Spark Dataframe Minus Minutes Operation In Scala
How to perform minus operation on a date type or timestamp time.
Assume that you have following data set and you would like to perform minus/plus operation to the date/timestemp field.
id | cr_date
1 | 2017-03-17 11:12:00
2 | 2017-03-17 15:10:00
You first convert the field to unix timestemp and then call minus operation or plus operation and then finally convert the field to appropriate formate
df.select(from_unixtime(unix_timestamp(col("cr_dt")).minus(5 * 60), "YYYY-MM-dd HH:mm:ss"))

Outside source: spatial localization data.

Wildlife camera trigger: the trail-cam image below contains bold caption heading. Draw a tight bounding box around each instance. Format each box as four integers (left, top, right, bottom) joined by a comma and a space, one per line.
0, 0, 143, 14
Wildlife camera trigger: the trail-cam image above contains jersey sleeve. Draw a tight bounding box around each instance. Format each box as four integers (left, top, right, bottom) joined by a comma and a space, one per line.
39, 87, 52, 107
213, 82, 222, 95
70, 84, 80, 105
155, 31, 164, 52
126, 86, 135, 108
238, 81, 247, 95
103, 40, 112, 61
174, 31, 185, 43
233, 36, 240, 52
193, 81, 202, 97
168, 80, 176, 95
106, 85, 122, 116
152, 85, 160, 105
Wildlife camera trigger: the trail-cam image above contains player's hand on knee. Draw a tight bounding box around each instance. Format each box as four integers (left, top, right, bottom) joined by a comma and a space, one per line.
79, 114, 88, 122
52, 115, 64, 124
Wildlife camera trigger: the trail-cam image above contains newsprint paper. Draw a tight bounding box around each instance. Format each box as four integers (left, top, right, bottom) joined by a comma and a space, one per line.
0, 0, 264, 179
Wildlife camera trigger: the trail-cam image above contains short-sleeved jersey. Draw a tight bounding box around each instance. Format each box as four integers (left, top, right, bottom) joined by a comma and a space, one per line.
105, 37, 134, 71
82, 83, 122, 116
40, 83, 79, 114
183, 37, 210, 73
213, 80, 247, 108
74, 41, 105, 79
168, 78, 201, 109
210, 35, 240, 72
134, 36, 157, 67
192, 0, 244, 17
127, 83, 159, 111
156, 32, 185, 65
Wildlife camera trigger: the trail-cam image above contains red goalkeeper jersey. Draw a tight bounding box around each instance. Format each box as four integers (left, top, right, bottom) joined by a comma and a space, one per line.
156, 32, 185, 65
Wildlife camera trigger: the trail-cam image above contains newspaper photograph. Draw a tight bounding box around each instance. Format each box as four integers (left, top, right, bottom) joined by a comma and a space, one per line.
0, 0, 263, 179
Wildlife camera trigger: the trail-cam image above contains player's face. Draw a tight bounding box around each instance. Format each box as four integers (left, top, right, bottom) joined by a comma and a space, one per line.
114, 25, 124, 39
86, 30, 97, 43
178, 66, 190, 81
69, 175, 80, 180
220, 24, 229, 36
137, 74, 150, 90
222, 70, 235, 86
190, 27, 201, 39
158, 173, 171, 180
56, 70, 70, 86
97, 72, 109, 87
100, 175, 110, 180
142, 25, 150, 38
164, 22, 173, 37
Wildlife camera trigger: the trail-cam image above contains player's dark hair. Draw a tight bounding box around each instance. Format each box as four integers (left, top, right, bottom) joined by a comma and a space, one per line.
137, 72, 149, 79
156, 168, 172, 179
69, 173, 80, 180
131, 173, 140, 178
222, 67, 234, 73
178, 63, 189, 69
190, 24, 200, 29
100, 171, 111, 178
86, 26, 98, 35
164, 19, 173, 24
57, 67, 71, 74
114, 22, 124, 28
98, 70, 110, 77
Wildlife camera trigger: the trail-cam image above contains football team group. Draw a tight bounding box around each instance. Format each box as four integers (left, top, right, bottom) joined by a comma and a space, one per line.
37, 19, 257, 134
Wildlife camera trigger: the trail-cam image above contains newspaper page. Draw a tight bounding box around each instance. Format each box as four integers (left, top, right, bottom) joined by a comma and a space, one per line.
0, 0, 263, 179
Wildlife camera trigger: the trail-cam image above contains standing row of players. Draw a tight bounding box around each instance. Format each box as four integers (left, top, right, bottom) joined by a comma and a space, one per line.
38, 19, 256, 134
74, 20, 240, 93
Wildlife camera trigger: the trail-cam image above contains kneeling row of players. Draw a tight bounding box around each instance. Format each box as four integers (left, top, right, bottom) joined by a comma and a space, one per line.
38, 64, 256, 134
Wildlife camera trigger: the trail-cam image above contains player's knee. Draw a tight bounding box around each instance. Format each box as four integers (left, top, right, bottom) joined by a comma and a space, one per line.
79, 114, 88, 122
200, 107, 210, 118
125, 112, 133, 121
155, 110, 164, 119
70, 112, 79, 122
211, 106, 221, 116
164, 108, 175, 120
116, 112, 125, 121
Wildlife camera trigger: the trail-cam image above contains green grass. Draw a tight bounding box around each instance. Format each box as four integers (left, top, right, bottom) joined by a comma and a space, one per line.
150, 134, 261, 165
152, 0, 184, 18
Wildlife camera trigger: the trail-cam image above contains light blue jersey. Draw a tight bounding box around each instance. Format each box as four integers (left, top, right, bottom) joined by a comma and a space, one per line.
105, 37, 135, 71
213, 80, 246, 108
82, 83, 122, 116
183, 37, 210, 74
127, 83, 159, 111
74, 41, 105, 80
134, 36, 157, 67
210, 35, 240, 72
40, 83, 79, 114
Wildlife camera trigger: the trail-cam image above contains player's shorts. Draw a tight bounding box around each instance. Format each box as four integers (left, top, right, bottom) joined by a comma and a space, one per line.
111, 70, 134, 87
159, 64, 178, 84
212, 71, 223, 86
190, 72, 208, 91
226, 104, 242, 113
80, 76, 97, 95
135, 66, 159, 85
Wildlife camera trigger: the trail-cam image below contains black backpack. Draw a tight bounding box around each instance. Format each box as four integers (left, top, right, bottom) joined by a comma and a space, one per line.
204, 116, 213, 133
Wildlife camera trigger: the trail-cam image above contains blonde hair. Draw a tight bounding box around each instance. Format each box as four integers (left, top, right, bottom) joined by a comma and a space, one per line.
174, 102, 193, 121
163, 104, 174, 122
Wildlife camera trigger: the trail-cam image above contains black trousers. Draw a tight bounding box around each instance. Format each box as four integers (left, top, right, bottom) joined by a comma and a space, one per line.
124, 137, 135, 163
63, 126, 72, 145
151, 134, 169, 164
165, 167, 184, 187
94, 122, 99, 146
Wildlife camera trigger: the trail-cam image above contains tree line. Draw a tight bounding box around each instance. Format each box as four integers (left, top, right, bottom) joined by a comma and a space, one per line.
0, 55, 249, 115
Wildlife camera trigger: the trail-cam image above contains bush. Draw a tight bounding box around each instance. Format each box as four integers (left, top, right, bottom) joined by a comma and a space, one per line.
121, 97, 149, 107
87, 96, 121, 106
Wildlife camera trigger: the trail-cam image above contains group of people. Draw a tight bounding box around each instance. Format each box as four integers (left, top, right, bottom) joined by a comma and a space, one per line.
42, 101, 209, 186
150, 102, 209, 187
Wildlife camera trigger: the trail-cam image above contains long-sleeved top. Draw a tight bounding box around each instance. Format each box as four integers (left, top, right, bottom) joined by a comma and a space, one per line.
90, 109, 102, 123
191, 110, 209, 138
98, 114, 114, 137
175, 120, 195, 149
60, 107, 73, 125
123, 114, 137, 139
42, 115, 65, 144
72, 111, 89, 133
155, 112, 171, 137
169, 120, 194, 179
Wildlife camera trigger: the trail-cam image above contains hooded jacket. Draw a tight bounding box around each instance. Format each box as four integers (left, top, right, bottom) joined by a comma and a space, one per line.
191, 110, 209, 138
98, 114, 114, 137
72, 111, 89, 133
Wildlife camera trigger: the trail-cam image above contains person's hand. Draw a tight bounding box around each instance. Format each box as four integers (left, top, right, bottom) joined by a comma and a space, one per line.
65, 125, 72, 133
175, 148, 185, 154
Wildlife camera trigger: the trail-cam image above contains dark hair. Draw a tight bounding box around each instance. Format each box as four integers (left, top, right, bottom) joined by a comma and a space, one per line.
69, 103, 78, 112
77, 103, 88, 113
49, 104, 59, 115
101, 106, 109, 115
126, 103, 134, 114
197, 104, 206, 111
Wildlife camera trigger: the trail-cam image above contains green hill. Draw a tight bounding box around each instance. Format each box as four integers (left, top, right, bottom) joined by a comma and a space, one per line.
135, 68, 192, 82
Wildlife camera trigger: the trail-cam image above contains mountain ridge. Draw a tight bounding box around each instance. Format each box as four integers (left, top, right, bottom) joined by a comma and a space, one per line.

The result will appear as below
id | cr_date
1 | 2017-03-17 11:07:00
2 | 2017-03-17 15:05:00
There is another important point to remember while performing minus operation. For example that you have a data frame with the timestamp "2015-01-01 00:00:00" when applying:
df.select(from_unixtime(unix_timestamp(col("cr_dt")).minus(5 * 60), "YYYY-MM-dd HH:mm:ss"))
The result is "2015-12-31 23:55:00" however expected result is "2014-12-31 23:55:00". It seems that this is due to having "YYYY" as opposed to "yyyy". Making this change:
df.select(from_unixtime(unix_timestamp(col("cr_dt")).minus(5 * 60), "yyyy-MM-dd HH:mm:ss"))
Gives the result what we are looking for.